Mike, you’ve been sober since 2018. Steve, your family had an intervention for you in the 1980s. Have you discussed sobriety as something you have in common?
Flanagan: A year after I had gotten sober, I texted Steve to let him know that his Doctor Sleep in particular had really helped me finally get there. If The Shining is about alcoholism, Doctor Sleep is about recovery. And he said, “Oh, what a coincidence”, because it was his 30th sober birthday.
King: In October of 1988, I was watching the Red Sox in the (Major League Baseball) playoffs, and I thought, well, nobody’s here in this hotel room except me, I’ll get a six-pack. I drank half of a beer and I put the rest out in the hall, and that was my last drink.
Being a writer means having to silence the negative voice in your head. Steve, does that hypercritical voice still talk to you? And if so, what does it say?
King: It says a lot. I just finished a book, the third book in the Talisman series. As soon as I sent out the draft to the readers I trust, I regretted it because I was convinced that somebody would call me up or send me an email and say “Steve, this is gibberish. This doesn’t make any sense at all”. I’m also afraid, as I get older, of (losing) the ability to communicate, and I really don’t want to continue in decline. So, yes, there are fears, there’s insecurity, there’s always a sense that your work is not good enough and that you’re not living up to your abilities. And there’s always this feeling, too, that time is getting shorter. You only got so much, so please make it worthwhile.

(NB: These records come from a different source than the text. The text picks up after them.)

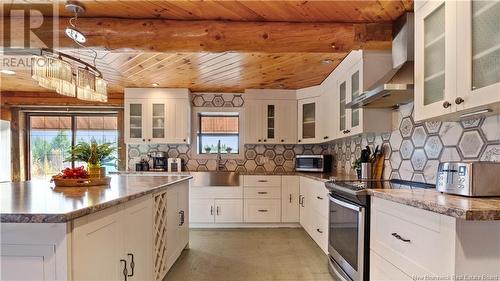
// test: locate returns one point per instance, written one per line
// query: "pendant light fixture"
(66, 74)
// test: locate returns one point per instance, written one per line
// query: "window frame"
(199, 134)
(73, 116)
(197, 127)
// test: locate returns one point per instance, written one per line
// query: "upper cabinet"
(269, 121)
(457, 51)
(357, 73)
(157, 116)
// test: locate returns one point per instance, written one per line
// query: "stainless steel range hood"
(396, 87)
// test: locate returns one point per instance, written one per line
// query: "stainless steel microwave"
(313, 163)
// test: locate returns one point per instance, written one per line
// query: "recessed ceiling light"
(326, 61)
(8, 72)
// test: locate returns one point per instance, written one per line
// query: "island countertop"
(41, 202)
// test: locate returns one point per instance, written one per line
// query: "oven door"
(346, 238)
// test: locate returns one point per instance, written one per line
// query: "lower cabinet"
(262, 210)
(313, 214)
(216, 210)
(114, 244)
(410, 242)
(290, 190)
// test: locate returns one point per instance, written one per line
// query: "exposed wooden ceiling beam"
(220, 36)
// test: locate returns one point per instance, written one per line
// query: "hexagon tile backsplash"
(412, 152)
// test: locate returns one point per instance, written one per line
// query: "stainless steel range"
(349, 225)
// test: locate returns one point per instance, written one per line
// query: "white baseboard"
(244, 225)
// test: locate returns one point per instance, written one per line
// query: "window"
(215, 127)
(51, 137)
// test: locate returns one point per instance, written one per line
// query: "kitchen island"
(134, 228)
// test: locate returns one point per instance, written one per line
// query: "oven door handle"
(345, 204)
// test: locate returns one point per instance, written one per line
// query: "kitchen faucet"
(219, 158)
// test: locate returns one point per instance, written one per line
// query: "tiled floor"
(250, 255)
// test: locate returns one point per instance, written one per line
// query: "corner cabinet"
(309, 118)
(157, 116)
(268, 121)
(357, 73)
(457, 65)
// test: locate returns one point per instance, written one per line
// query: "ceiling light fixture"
(68, 76)
(71, 31)
(326, 61)
(7, 72)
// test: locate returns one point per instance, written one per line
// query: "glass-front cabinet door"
(158, 122)
(135, 122)
(308, 120)
(435, 56)
(479, 53)
(270, 123)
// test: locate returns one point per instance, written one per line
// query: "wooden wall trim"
(54, 99)
(158, 35)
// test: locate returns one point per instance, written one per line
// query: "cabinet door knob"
(132, 264)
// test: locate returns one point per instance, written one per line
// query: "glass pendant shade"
(61, 76)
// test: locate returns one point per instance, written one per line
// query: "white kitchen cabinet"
(356, 74)
(209, 211)
(314, 219)
(101, 246)
(160, 116)
(177, 236)
(268, 121)
(457, 70)
(309, 118)
(228, 211)
(408, 241)
(290, 191)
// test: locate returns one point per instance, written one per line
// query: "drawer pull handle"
(397, 236)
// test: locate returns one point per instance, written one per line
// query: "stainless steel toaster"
(473, 179)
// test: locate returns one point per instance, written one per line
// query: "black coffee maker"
(160, 162)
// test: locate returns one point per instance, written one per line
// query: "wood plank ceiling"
(222, 71)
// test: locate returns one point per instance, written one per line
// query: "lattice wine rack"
(160, 235)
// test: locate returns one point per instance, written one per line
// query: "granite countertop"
(479, 209)
(41, 202)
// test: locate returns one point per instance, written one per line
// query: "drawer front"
(262, 192)
(262, 210)
(319, 230)
(319, 200)
(417, 242)
(262, 181)
(221, 192)
(382, 270)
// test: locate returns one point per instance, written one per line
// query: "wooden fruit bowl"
(81, 182)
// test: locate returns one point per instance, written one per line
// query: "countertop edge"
(66, 217)
(458, 213)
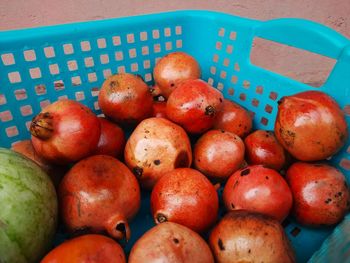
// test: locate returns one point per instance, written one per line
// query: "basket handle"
(303, 34)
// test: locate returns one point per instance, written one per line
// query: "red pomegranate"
(194, 104)
(85, 249)
(243, 236)
(174, 68)
(125, 98)
(171, 243)
(233, 118)
(99, 194)
(112, 139)
(320, 192)
(156, 147)
(310, 125)
(185, 196)
(258, 189)
(263, 148)
(218, 154)
(65, 131)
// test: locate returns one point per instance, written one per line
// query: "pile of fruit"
(186, 141)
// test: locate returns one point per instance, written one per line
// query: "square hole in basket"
(11, 131)
(14, 77)
(255, 102)
(107, 73)
(226, 62)
(89, 62)
(68, 49)
(143, 36)
(273, 95)
(145, 50)
(58, 85)
(168, 46)
(119, 56)
(2, 99)
(26, 110)
(218, 45)
(121, 69)
(6, 116)
(76, 81)
(155, 34)
(95, 91)
(72, 65)
(130, 38)
(229, 49)
(231, 91)
(234, 79)
(104, 58)
(146, 64)
(29, 55)
(167, 31)
(268, 108)
(134, 67)
(40, 89)
(233, 35)
(246, 84)
(179, 43)
(220, 86)
(79, 96)
(21, 94)
(242, 96)
(178, 30)
(223, 74)
(116, 40)
(85, 46)
(49, 52)
(156, 48)
(221, 32)
(148, 77)
(44, 103)
(101, 43)
(54, 69)
(264, 121)
(35, 73)
(8, 59)
(132, 53)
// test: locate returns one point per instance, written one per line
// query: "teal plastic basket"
(42, 65)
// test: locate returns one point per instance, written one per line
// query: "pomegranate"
(99, 194)
(55, 172)
(258, 189)
(218, 154)
(112, 139)
(185, 196)
(174, 68)
(155, 147)
(125, 98)
(171, 243)
(263, 148)
(85, 249)
(159, 109)
(233, 118)
(65, 131)
(320, 192)
(310, 125)
(194, 105)
(243, 236)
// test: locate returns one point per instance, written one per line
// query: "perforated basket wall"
(40, 66)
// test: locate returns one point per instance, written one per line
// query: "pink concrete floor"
(333, 13)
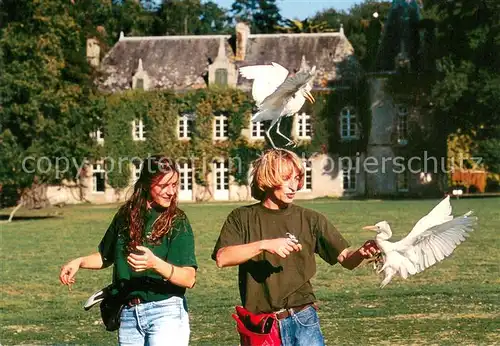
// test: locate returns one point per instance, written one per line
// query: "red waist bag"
(257, 329)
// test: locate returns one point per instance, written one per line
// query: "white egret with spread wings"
(278, 94)
(433, 238)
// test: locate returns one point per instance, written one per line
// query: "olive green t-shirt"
(176, 247)
(268, 282)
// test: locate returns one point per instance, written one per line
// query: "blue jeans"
(301, 328)
(165, 322)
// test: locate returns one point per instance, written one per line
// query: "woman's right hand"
(280, 246)
(68, 271)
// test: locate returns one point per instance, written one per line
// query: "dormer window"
(220, 127)
(98, 135)
(221, 76)
(348, 124)
(138, 130)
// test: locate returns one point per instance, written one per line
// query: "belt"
(135, 301)
(285, 313)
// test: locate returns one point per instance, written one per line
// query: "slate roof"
(181, 62)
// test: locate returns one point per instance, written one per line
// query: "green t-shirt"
(176, 247)
(268, 282)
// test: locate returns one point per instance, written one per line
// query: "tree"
(467, 90)
(45, 88)
(362, 24)
(262, 15)
(191, 17)
(303, 26)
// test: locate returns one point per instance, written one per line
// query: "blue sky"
(302, 8)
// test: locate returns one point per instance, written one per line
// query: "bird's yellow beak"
(309, 96)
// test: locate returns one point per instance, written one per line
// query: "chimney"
(242, 33)
(93, 52)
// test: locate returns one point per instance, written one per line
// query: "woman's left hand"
(143, 260)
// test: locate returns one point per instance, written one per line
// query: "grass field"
(454, 302)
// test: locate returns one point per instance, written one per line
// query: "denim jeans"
(301, 328)
(165, 322)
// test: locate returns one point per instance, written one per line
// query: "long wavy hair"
(135, 209)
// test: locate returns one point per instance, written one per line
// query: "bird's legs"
(389, 273)
(290, 142)
(268, 134)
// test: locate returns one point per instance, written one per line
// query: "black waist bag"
(111, 306)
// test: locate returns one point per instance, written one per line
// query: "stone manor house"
(190, 62)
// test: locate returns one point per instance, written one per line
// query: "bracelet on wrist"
(171, 273)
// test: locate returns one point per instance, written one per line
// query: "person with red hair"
(274, 243)
(150, 243)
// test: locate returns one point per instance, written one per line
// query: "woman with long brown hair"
(151, 245)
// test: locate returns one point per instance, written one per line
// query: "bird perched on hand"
(278, 94)
(433, 238)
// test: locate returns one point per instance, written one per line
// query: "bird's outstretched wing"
(287, 89)
(439, 214)
(438, 242)
(266, 79)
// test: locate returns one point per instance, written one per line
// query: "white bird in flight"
(277, 94)
(433, 238)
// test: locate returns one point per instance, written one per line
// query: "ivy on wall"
(160, 111)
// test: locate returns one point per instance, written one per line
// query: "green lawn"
(454, 302)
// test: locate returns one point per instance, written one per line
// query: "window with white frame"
(139, 84)
(402, 126)
(186, 176)
(98, 177)
(403, 181)
(221, 173)
(221, 76)
(307, 175)
(304, 128)
(138, 130)
(348, 123)
(185, 128)
(257, 129)
(348, 175)
(136, 170)
(98, 135)
(220, 126)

Your fans would be mad if I didn’t ask about the status of the TV adaptations of Carrie and The Dark Tower.
Flanagan: For the Carrie series, I spent yesterday dumping buckets of blood on to people to see which were too red or too orange or too syrupy or too light. And then I came home and opened up the Dark Tower scripts. Steve and I have been back and forth on drafts of numerous episodes of the show. That’s in a good place, but The Dark Tower is an oil tanker of a project.
Mike, what does Steve say when he pushes back on something you’re doing?
Flanagan: I don’t think we’ve really hit that crossroad. I had nightmares about how Steve could potentially feel about what we might do to Doctor Sleep, because he had such a storied history with (Stanley) Kubrick and how The Shining came out.
Steve, your dislike of that movie has attained mythical status. Have your feelings about it been blown out of proportion?
King: I think I’ve said all I have to say. I don’t like (Jack) Nicholson in it. Shelley Duvall turns into this sort of scream machine, and it’s very misogynistic. Man, I guess you could just say I didn’t like the movie. I think it’s cold.
Flanagan: The first time Steve and I met in person, I sat next to him in a theatre in Bangor, Maine, watching Doctor Sleep, which was one of the scarier days of my life. But Steve seemed so pleased with it, and he said it actually kind of warmed up some of his feelings about The Shining. Then Kubrick’s estate got in touch and said they also loved the movie. I said to my wife, if they’re all happy, the movie could crash and burn at the box office and that’d be fine – and then it did. I jinxed it completely. But Steve wrote to me that Monday to help put into perspective the difference between success and an opening weekend box office report.
THE WALL STREET JOURNAL
The Life of Chuck will be released in Australian cinemas on August 14.